Woorden hebben niet alleen een betekenis, er zit veel meer aan vast; een bepaald beeld of een bepaalde sfeer bijvoorbeeld, die bij de spreker van de taal bekend is. Meestal zal een romanschrijver die beelden bewust willen oproepen bij de lezer. Maar wat gebeurt er met die beelden wanneer het woord vertaald wordt? Roept het vertaalde woord dezelfde beelden op, of helemaal niet? En als de beelden verloren dreigen te gaan, moet de vertaler daar dan iets aan doen? Verhelderen, uitleggen, een noot toevoegen?
Garnalen
Onlangs was Camilla Läckberg in Noordwijk om – op een heel onderhoudende en humoristische manier – te vertellen over haar boeken en haar schrijverschap. Toen het over haar beschrijving van een plattelandsgemeenschap ging, vertelde ze dat gasten daar bijvoorbeeld avocado’s met garnalen voorgezet krijgen. Iemand uit Stockholm zou zijn neus ervoor ophalen, die is al een paar modieuze gerechten verder, maar op het platteland vinden ze het nog iets bijzonders. Ik weet het niet zeker, maar ik denk dat wij een dergelijk beeld van avocado met garnalen (leuk voor op een dorp, maar in de grote stad hoef je er niet mee aan te komen) in Nederland niet hebben. Zou je dan als vertaler moeten uitleggen dat de schrijfster niet zomaar voor dit gerecht heeft gekozen? Als personages in een Japans of Chinees boek iets zouden eten wat typisch is voor hun woonplaats of hun maatschappelijke klasse (of juist niet), zou de vertaler daar vast iets over zeggen in een noot. Bij boeken uit een vergelijkbare cultuur is dat veel minder gebruikelijk, ook al weet je bij lange na niet alles van elkaars gewoonten.

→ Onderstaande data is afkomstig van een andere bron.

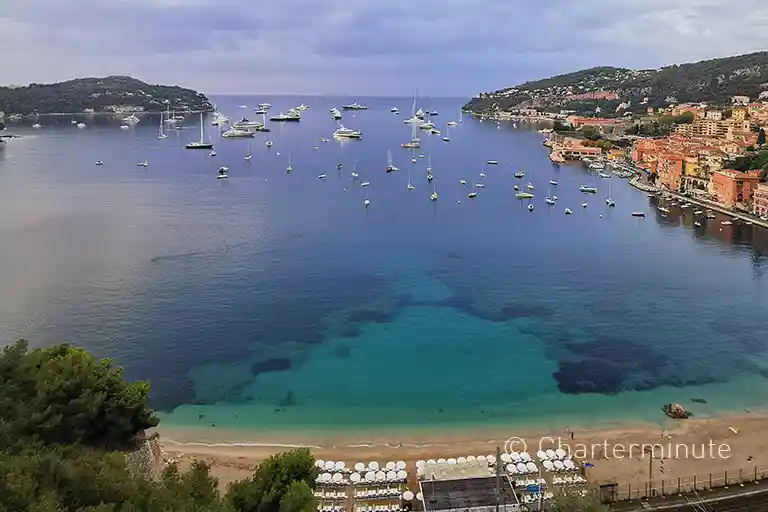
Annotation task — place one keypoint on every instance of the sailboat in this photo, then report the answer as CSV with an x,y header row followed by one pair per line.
x,y
248,155
202,144
390,165
608,200
472,194
161,133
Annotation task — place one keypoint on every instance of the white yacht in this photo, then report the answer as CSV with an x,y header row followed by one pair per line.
x,y
347,133
201,144
354,106
234,133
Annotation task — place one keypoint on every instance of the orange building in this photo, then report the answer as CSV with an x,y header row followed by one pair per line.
x,y
670,170
760,200
730,187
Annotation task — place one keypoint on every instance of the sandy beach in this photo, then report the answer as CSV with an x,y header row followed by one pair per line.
x,y
683,449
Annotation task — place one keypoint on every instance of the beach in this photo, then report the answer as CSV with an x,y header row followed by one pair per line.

Hoe zou het andersom met Nederlandse gerechten in buitenlandse boeken gaan? Stel dat een Nederlandse auteur zijn personages bloemkool en spruitjes laat eten, of het over een spruitjeslucht heeft, zou een buitenlandse vertaler daar dan een toelichting bij geven, of moet de lezer zich er zelf maar een beeld bij vormen?
Is dit niet vergelijkbaar met de neergang van de garnalencocktail in de laatse twee decennia? Ook zo’n muffig voorgerecht dat pas de laatste jaren weer salonfähig is geworden.
Het lijkt me te ver gaan om uitleg te geven. Hooguit een half zinnetje in de tekst gesmokkeld als het om iets volslagen onbekends of onbegrijpelijks gaat. Verder mag je het aan de fantasie van de lezer overlaten om bij het betreffende gerecht of de geur ervan te zien en denken wat hij wil. Of het op te zoeken, als hij zich die moeite wil getroosten. En uit het verhaal zal moeten blijken wat de culturele achtergrond is voor de keuze van juist dat gerecht.
Als de lezer helemaal in het verhaal zit, zal hij een gerecht ook niet snel projecteren op zijn eigen leven of de gewoonten van zijn eigen land. En als die lezer ooit nog eens het betreffende land bezoekt en daar dat gerecht tegenkomt waarover hij heeft gelezen, zal hij misschien denken: Hé, dat stond in dat boek!
🙂
Mag je er niet vanuit gaan dat als de vertaler de bedoelde sfeer van de schrijver weet op te pikken uit de oorspronkelijke tekst, dat de lezer dat zal doen uit de vertaalde tekst?
Anders zou ik inderdaad een paar woorden toevoegen, maar geen voetnoot erbij zetten.
Beste mevr. Edith Sybesma,
Henning Mankell heeft in een van zijn boeken (niet Wallanders) een prachtige omschrijving gegeven van wat “tijd” is.
Ik kan niet vinden in welk boek dat was.
Kunt u me daarmee helpen aub, ik zou u daar zeer erkentelijk voor zijn.